Donald J. Trump, Republican candidate
- Trump has discussed modifying the TCJA’s individual tax rates with a 10% middle-class tax cut, which reportedly could include lowering the 22% marginal tax rate to 15%. For 2020, the 22% marginal tax rate applies to income over $40,125 for individuals and $80,250 for married couples filing jointly.
- Extend the individual rates enacted by the TCJA that are scheduled to expire after 2025. In 2026, the individual changes under the TCJA will revert to prior law if no action is taken by Congress.
- Extend the higher standard deduction and other deductions enacted by the TCJA that are scheduled to expire after 2025.
- Extend the current $2,000 child tax credit beyond the TCJA expiration date of 2026.
- Extend the higher estate and gift tax exemptions enacted by the TCJA that are scheduled to expire after 2025.
- Require a dependent to have a Social Security number to be eligible to be claimed for the $500 other dependent credit. Additionally, the Trump proposal would require a taxpayer to have a Social Security number to claim either the child tax credit or the $500 other dependent credit.

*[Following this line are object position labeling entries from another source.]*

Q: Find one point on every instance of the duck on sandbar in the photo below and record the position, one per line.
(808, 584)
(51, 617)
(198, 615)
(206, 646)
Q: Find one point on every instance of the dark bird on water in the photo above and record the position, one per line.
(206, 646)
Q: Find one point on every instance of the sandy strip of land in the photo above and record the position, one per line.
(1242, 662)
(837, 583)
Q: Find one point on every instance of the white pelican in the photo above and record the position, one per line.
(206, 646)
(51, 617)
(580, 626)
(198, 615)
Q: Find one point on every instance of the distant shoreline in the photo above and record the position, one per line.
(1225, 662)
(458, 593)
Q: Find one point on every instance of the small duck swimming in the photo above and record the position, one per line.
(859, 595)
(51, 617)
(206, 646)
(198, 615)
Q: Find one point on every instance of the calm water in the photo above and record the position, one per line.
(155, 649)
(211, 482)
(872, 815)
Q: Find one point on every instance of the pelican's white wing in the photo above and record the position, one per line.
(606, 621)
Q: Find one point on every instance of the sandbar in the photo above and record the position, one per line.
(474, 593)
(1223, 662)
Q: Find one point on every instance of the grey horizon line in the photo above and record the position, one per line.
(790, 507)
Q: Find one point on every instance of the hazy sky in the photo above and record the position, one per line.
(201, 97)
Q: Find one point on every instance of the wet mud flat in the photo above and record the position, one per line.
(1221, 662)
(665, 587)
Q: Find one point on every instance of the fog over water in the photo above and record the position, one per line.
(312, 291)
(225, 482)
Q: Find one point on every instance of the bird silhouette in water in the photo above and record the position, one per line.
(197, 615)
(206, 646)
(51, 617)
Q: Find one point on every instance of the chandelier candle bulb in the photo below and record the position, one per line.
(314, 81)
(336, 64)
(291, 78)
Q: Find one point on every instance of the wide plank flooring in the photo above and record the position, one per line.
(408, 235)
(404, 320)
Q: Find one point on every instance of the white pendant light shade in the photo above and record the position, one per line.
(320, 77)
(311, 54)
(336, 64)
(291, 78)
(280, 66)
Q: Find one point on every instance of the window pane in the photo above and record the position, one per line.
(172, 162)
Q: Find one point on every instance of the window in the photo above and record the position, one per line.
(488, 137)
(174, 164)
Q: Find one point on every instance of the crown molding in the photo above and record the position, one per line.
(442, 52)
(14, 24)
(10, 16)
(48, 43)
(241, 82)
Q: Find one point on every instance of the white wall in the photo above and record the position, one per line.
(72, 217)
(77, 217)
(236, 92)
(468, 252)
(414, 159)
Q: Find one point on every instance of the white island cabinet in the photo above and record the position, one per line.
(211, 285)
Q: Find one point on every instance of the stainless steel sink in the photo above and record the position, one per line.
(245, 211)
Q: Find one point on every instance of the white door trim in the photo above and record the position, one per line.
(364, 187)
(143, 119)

- Trump has discussed several changes to the treatment of capital gains taxation, including 1) indexing capital gains for inflation; 2) reducing the top capital gains tax rate from 20% to 15%, and 3) enacting a capital gains tax holiday that eliminates capital gains taxes for an as yet undefined period of time. Under current law, the top tax rate for capital gains and qualified dividends is 20% for income over $441,450 for individuals and $496,600 for married couples filing jointly.
- The Trump tax proposal would enact a new Education Freedom Scholarship Tax Credit, which would provide up to $5 billion worth of income tax credits annually for individual and corporate donations to state-identified not-for-profit scholarship-granting organizations.